Сперва одна пара, а за ней еще две-три закружились в аркадах внутреннего дворика, и когда Эська доиграла и опустила руки, публика за столами, и компания минуту назад вошедших, да так и оставшихся стоять господ и дам, и офицер с клинообразными «вильгельмовскими» усами, утянутый, как дама в корсет, в мундир австро-венгерской армии, и группка студентов (один чудной такой, с красной шкиперской бородкой, лицо будто в огне) – все яростно зааплодировали, а огненнобородый крикнул: «Браво!»

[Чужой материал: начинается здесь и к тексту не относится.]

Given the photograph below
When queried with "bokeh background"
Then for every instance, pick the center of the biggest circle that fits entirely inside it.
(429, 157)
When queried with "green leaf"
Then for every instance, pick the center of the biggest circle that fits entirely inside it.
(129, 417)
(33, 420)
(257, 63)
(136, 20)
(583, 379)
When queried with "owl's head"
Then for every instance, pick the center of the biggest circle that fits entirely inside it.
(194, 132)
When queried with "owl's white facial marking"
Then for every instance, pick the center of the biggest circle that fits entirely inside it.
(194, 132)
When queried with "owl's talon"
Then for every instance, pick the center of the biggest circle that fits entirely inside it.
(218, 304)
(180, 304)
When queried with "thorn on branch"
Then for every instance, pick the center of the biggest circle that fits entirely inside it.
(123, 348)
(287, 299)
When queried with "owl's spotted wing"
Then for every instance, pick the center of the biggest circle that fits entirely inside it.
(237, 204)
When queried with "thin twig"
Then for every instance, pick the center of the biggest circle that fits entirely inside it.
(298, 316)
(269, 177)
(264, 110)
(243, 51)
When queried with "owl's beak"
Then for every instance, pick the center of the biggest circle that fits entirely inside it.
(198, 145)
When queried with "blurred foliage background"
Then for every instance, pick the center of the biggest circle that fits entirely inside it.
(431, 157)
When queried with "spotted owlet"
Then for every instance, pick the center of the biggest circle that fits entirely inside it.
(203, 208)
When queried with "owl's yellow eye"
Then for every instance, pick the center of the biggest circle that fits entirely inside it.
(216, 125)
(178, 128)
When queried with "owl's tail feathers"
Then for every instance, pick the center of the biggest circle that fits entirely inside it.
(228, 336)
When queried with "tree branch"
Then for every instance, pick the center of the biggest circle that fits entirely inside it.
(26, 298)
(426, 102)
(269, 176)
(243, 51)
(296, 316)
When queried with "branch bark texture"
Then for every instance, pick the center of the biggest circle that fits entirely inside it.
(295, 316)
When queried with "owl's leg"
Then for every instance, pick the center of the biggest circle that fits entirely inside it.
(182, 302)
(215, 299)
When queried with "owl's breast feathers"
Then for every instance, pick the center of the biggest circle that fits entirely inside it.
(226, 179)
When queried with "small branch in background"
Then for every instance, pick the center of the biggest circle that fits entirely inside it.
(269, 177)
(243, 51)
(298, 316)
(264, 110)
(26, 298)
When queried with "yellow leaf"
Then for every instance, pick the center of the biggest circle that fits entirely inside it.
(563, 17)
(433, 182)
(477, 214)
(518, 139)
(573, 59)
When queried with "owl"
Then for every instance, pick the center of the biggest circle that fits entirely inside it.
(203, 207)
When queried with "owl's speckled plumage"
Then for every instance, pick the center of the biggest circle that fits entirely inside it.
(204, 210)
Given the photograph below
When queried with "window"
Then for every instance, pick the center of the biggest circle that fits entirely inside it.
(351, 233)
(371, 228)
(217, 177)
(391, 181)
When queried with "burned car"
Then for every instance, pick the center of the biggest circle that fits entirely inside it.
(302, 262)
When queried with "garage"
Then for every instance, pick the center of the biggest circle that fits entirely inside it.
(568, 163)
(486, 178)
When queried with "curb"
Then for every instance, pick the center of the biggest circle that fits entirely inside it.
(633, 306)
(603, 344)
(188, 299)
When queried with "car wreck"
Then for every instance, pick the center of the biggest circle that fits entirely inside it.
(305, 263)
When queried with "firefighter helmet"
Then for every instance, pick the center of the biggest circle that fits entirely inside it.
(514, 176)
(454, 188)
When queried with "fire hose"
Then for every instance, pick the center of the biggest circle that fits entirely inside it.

Тогда Эська, вынув заколку из волос и тряхнув рассыпчатыми кудрями, заиграла то, что казалось ей самым подходящим – и месту, и публике: миниатюры Крейслера – сначала изящную, с налетом легкой танцевальной грусти «Муки любви», затем кипучую и пенную, как шампанское, «Радость любви» и, наконец, виртуозную, всю на пуантах, то крадущуюся за бабочкой, то разметавшую нежные объятия любимую ее пьесу «Прекрасный розмарин».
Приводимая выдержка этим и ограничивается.